The proposed legislation aligns with broader federal efforts to improve oversight of social services funding. The Department of Health and Human Services, which administers many childcare programs, has acknowledged the challenges in balancing timely assistance with fraud prevention. The Payment Integrity Act would compel states to adopt verification mechanisms such as attendance records or provider confirmations before releasing funds.
Meanwhile, the Minnesota scandal has sparked political fallout within the state. Senator Josh Hawley of Missouri publicly called for Minnesota Attorney General Keith Ellison to resign, accusing him of complicity in enabling fraudsters. The controversy has intensified debates over state-level management of federal welfare programs.
Experts emphasize that while childcare subsidies are critical for supporting working families, ensuring program integrity is essential to maintain public trust and efficient use of taxpayer dollars. The Government Accountability Office has previously reported on vulnerabilities in federal childcare funding streams, recommending stronger verification and audit procedures.

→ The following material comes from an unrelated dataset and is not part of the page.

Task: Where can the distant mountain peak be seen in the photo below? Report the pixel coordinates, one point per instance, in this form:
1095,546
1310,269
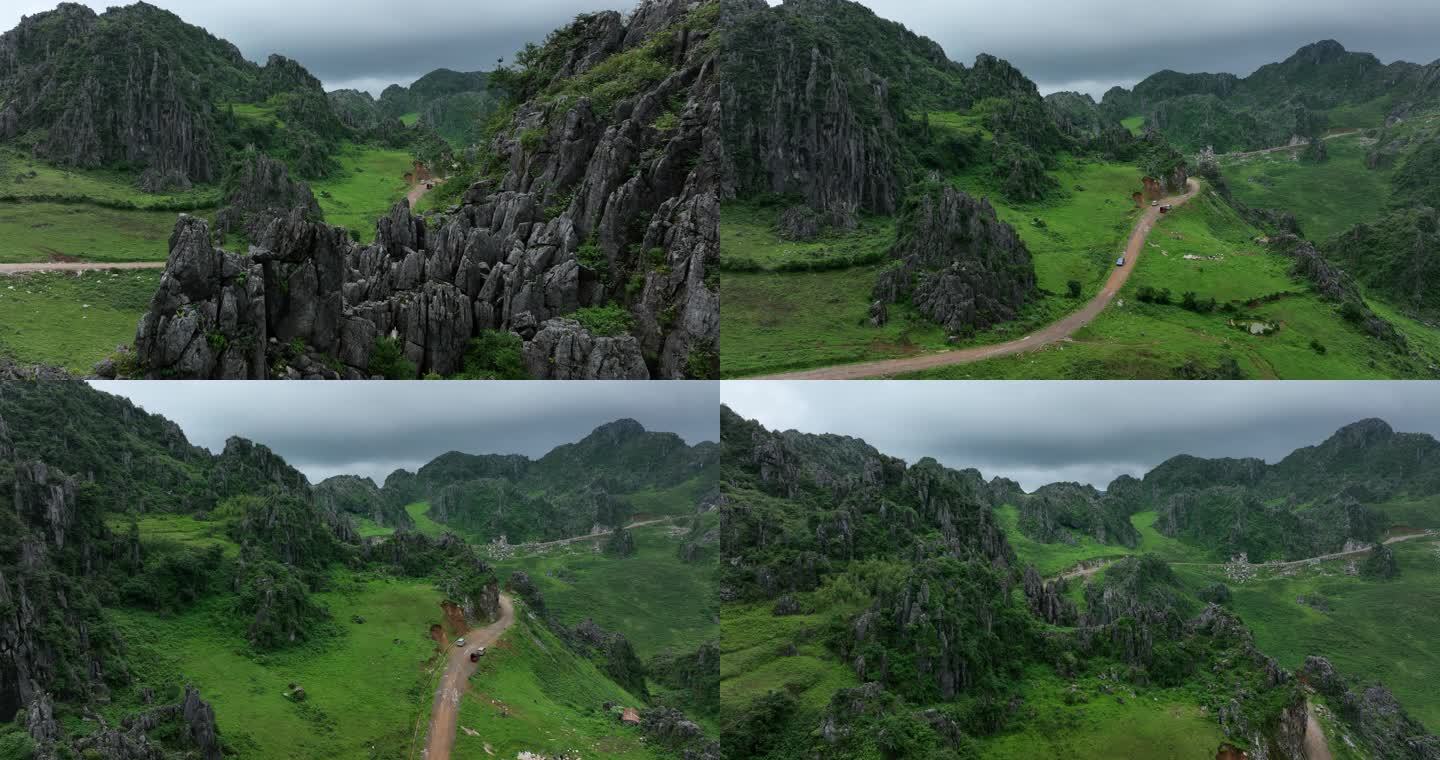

As the Payment Integrity Act moves through Congress, it is expected to face scrutiny from those concerned about potential administrative burdens on childcare providers and families. However, proponents argue that the long-term benefits of curbing fraud outweigh the costs.
The legislation also reflects a broader trend of congressional efforts to tighten controls on federal spending in social programs. The U.S. Congress continues to grapple with balancing access to essential services and protecting against misuse of funds.
With the Minnesota case serving as a cautionary tale, the Payment Integrity Act represents a significant step toward reforming how federal childcare dollars are managed, aiming to safeguard both children’s welfare and taxpayer resources.